The FSA has published a series of final guidelines to help firms avoid creating or operating incentives schemes that drive the mis-selling of various financial products.

The Authority previously published a review of sales initiatives in September 2012, asking for any feedback from firms on the guidance it proposed.

A month later, the FSA’s Managing Director and CEO-designate of the incoming FCA, Martin Wheatley, addressed an audience of senior bankers and insurers, requesting that they put an end to reward schemes that encourage irresponsible sales.

Responses to the initial consultation raised the issue of how firms use performance management and target-setting: some saw the practice as more likely to increase mis-selling than financial incentives.

The new advice makes it clear, however, that firms need to manage these risks as well, with the FSA considering what additional measures it will put into place in this area.

The guidance issued in September remains largely unchanged, though the FSA has clarified its wording in some places and illustrated the changes in policy through examples of both good and bad practice.

The Authority’s guidelines will apply to any firms which deal with consumers and have either sales staff or advisers who might benefit from an incentive scheme.
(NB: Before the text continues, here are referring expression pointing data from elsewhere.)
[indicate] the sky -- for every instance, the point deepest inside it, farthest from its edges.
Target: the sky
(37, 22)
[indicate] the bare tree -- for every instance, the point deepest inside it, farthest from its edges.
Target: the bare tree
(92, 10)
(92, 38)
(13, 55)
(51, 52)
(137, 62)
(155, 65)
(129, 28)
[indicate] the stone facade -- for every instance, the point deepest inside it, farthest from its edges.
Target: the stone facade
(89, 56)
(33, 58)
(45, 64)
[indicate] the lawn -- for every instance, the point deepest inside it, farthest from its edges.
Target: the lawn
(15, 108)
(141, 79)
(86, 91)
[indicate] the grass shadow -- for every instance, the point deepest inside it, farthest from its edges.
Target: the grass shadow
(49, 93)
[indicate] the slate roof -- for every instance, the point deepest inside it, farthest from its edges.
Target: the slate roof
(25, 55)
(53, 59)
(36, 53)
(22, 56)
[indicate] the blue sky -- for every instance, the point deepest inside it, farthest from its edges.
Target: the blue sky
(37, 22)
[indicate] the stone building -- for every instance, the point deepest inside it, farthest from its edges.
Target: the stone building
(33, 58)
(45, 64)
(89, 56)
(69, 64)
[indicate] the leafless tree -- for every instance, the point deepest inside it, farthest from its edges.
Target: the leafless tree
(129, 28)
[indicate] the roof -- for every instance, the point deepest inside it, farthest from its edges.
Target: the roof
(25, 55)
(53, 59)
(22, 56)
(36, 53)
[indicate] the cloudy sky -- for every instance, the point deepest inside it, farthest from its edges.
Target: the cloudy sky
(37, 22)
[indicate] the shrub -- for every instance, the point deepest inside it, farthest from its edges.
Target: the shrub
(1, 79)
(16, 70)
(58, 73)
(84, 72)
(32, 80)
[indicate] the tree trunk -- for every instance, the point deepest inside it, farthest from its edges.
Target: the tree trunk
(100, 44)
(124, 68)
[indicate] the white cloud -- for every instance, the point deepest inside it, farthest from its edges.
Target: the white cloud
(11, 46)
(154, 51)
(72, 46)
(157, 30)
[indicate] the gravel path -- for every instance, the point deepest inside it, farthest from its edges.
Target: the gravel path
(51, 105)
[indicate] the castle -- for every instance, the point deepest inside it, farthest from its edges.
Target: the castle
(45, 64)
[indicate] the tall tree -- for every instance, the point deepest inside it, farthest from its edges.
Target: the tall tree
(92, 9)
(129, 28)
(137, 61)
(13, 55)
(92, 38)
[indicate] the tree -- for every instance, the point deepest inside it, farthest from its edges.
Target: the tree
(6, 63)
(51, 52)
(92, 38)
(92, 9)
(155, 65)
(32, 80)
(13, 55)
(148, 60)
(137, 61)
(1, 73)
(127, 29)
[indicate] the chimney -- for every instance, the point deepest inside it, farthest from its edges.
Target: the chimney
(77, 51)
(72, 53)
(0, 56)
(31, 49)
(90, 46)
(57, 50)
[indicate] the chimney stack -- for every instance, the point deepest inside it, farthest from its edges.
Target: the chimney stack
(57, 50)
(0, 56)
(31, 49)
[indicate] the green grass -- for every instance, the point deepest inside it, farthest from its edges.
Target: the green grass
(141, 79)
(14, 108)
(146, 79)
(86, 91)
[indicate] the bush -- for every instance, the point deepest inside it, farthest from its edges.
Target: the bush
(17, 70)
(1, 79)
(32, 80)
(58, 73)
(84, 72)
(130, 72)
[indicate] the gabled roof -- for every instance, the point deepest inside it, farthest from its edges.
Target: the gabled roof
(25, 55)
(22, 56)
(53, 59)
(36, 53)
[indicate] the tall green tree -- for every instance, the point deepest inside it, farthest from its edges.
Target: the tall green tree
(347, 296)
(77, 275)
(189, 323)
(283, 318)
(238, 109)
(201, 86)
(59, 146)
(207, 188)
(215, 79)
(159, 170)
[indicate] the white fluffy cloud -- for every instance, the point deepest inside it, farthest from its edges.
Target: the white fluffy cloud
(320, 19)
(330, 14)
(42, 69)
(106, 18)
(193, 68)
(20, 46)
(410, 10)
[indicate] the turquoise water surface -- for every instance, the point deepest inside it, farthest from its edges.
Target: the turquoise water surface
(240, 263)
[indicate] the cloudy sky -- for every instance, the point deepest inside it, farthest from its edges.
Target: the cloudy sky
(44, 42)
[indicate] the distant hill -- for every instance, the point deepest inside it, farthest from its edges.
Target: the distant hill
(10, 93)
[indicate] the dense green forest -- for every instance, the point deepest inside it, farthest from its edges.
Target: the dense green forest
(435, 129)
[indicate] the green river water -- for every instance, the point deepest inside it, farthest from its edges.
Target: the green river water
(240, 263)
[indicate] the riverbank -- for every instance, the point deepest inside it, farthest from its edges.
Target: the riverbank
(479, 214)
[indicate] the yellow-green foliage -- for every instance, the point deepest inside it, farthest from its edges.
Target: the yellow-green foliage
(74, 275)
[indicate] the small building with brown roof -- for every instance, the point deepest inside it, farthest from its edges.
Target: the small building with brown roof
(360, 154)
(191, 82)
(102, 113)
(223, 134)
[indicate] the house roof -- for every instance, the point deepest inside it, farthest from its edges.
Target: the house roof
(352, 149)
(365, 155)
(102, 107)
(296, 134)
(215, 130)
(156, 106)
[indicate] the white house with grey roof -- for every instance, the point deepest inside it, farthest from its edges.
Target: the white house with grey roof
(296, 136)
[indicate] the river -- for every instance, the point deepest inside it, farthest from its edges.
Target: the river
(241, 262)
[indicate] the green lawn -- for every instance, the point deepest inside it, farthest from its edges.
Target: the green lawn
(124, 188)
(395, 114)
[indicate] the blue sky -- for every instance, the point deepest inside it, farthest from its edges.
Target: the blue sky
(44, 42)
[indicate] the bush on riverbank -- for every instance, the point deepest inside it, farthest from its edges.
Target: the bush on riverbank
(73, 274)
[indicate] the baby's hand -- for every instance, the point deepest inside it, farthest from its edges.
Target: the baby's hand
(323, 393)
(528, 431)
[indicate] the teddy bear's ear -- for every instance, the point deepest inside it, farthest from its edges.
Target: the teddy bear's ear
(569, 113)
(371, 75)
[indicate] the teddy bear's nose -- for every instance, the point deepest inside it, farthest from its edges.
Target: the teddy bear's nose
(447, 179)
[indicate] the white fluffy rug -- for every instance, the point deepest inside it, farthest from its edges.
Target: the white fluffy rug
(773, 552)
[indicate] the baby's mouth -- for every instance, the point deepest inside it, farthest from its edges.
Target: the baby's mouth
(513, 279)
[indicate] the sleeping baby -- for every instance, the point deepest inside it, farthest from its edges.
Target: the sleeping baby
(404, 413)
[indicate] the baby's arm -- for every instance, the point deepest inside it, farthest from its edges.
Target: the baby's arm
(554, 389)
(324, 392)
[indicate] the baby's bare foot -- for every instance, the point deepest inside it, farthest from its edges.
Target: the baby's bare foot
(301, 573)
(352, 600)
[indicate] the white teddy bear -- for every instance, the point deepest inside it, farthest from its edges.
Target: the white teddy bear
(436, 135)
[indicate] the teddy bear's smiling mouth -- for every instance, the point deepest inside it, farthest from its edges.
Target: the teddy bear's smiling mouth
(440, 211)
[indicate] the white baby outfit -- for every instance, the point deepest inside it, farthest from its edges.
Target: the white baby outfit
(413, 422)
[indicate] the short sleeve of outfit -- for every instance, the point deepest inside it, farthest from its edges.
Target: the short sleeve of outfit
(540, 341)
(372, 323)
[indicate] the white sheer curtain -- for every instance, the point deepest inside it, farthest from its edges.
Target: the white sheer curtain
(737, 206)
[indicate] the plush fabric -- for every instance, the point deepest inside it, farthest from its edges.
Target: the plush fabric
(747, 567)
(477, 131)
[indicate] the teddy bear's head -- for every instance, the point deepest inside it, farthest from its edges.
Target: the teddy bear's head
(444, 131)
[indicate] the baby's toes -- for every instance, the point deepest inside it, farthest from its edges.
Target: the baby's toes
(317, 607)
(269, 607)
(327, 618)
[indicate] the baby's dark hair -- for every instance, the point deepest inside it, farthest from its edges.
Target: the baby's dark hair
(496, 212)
The original review – which was addressed to banks, building societies, insurers and investment firms – uncovered a number of serious failings, including:

• Most incentive schemes were likely to drive people to mis-sell and such risks were not being properly managed;

• Firms did not identify how incentive schemes might encourage staff to mis-sell, suggesting they had not properly thought about the risks or simply turned a blind eye to them;

• Firms failing to understand their own incentive schemes because they were so complex, therefore making it harder to control them;

• Firms relying too much on routine monitoring of staff rather than taking account of the specific features of their incentive schemes;

• Sales managers with clear conflicts of interests, such as a responsibility to manage the conduct of sales staff whilst themselves able to earn a bonus if their team made more sales; and

• Firms not doing enough to control the risk of mis-selling in face-to-face situations.

Martin Wheatley said: “Finalising this guidance is important because it gives financial firms a clear idea of what we expect from them and how they should manage their incentive schemes. It also marks a key step in changing the culture of viewing consumers as a sales target to somebody to serve.

He added: “I have been encouraged by a number of firms that have already overhauled their reward structures, but I want to see others following suit. When I speak to the bosses of the banks they tell me they want to change, and this is good, but real cultural change will only happen if attitudes shift throughout an organisation from the CEO to the frontline sales personnel.”